Five publishers and Scott Turow sued Meta and Zuckerberg, alleging Meta torrented 267 TB of pirated material including LibGen to train Llama.
Key Takeaways
Lawsuit filed May 5 in SDNY by Hachette, Macmillan, McGraw Hill, Elsevier, and Cengage alongside author Scott Turow as a proposed class action.
Meta reportedly discussed a $200M dataset licensing budget in early 2023, then abruptly halted licensing after escalation to Zuckerberg, with one employee noting licensing once would undermine a fair-use defense.
Suit alleges Meta stripped copyright management information (CMI) from ingested works to conceal training sources, which goes beyond typical fair-use arguments.
Meta’s prior fair-use win (Judge Chhabria, June 2025, Silverman/Diaz case) covered transformative training use, but the Anthropic precedent found pirating the source material itself is separately infringing.
Meta did sign licensing deals with African-language publishers and news outlets (Fox News, CNN, USA Today), undermining a “no market exists” fair-use argument.
Hacker News Comment Review
Commenters are split on fair use: some see AI training as clearly transformative, others argue deliberately torrenting LibGen and stripping CMI puts Meta outside fair-use protection regardless of the training-use question.
The personal liability angle draws significant attention. Naming Zuckerberg directly is seen as a meaningful legal move, though corporate liability would exist either way. The Aaron Swartz comparisons are pointed and recurring.
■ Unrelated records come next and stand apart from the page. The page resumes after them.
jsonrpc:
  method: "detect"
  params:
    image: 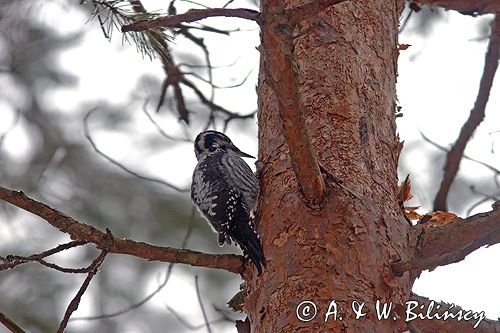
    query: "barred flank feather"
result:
[191,131,265,274]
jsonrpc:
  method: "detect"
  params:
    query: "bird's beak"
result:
[233,146,255,158]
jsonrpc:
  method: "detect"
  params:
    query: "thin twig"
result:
[142,101,193,142]
[434,14,500,211]
[0,241,88,273]
[194,275,212,333]
[57,251,108,333]
[420,131,500,187]
[0,186,245,274]
[391,198,500,276]
[71,206,195,320]
[0,313,26,333]
[122,8,260,32]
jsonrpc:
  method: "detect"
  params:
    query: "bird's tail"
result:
[230,218,266,275]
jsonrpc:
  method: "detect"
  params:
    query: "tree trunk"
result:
[245,0,414,333]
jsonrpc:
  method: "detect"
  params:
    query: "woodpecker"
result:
[191,131,266,274]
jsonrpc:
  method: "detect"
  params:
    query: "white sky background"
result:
[0,0,500,332]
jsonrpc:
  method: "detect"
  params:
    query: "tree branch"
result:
[434,16,500,211]
[261,1,325,207]
[0,186,244,274]
[392,201,500,275]
[408,293,500,333]
[412,0,500,15]
[57,251,108,333]
[122,8,260,32]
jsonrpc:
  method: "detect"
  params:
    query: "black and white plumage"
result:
[191,131,265,274]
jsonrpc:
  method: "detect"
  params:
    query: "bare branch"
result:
[408,293,500,333]
[434,14,500,211]
[0,186,244,274]
[420,132,500,187]
[194,275,212,333]
[412,0,500,16]
[142,101,193,142]
[262,1,326,207]
[392,201,500,275]
[57,251,108,333]
[122,8,260,32]
[71,206,195,320]
[0,241,88,273]
[0,313,25,333]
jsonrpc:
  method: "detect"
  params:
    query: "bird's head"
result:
[194,130,255,159]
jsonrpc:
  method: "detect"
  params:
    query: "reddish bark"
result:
[245,1,413,332]
[413,0,500,15]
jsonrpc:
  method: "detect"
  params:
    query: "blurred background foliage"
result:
[0,0,498,332]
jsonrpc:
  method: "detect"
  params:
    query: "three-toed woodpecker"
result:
[191,131,265,274]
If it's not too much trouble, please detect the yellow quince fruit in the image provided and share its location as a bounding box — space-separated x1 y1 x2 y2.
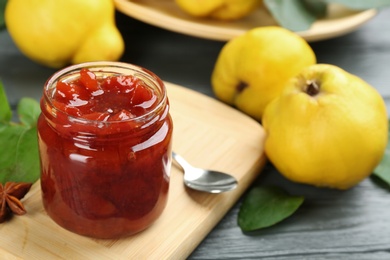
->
5 0 124 68
175 0 263 20
262 64 388 189
211 26 316 121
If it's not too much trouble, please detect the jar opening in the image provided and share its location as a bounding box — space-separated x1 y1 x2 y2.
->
42 61 167 127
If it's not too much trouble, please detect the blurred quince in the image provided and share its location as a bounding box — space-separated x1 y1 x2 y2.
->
262 64 388 189
211 26 316 121
5 0 124 68
175 0 263 20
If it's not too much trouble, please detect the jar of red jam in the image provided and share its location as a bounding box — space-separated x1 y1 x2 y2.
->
38 62 172 238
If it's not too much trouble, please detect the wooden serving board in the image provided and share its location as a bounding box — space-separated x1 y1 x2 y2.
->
0 83 266 259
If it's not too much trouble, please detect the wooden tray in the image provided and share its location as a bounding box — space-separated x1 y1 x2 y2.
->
114 0 377 41
0 83 266 259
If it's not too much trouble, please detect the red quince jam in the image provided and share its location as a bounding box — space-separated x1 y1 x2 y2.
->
38 68 172 238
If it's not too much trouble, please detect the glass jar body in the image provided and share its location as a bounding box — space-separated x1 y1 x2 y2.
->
38 63 173 238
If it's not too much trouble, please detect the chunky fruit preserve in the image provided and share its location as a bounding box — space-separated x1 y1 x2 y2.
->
38 62 172 238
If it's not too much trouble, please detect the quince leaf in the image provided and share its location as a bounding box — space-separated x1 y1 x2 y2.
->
237 186 304 232
0 82 12 122
0 81 40 183
373 121 390 188
264 0 317 31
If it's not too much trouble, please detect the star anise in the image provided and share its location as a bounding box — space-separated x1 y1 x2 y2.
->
0 182 32 223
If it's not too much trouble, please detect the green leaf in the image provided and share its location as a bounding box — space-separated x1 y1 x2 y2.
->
264 0 317 31
0 0 7 30
305 0 390 10
238 187 304 232
373 121 390 185
0 82 40 183
0 81 12 122
303 0 328 18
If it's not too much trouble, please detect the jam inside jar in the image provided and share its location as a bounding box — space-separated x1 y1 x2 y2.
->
38 62 173 238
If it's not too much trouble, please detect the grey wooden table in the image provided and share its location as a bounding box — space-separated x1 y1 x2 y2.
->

Several builders report first-hand evidence of aggressive Meta scraping behavior, including ASN-level blocks after Meta ignored robots.txt across rotating netblocks.
Notable Comments
@jcalvinowens: Blocked Meta’s ASN on his personal cgit server after hundreds of megabytes of logs from Meta rotating netblocks to defeat IP limiting.
@ben_w: Cites Anthropic settlement (~$3K per pirated work, $1.5B total on 500K works) as the damages precedent most relevant here.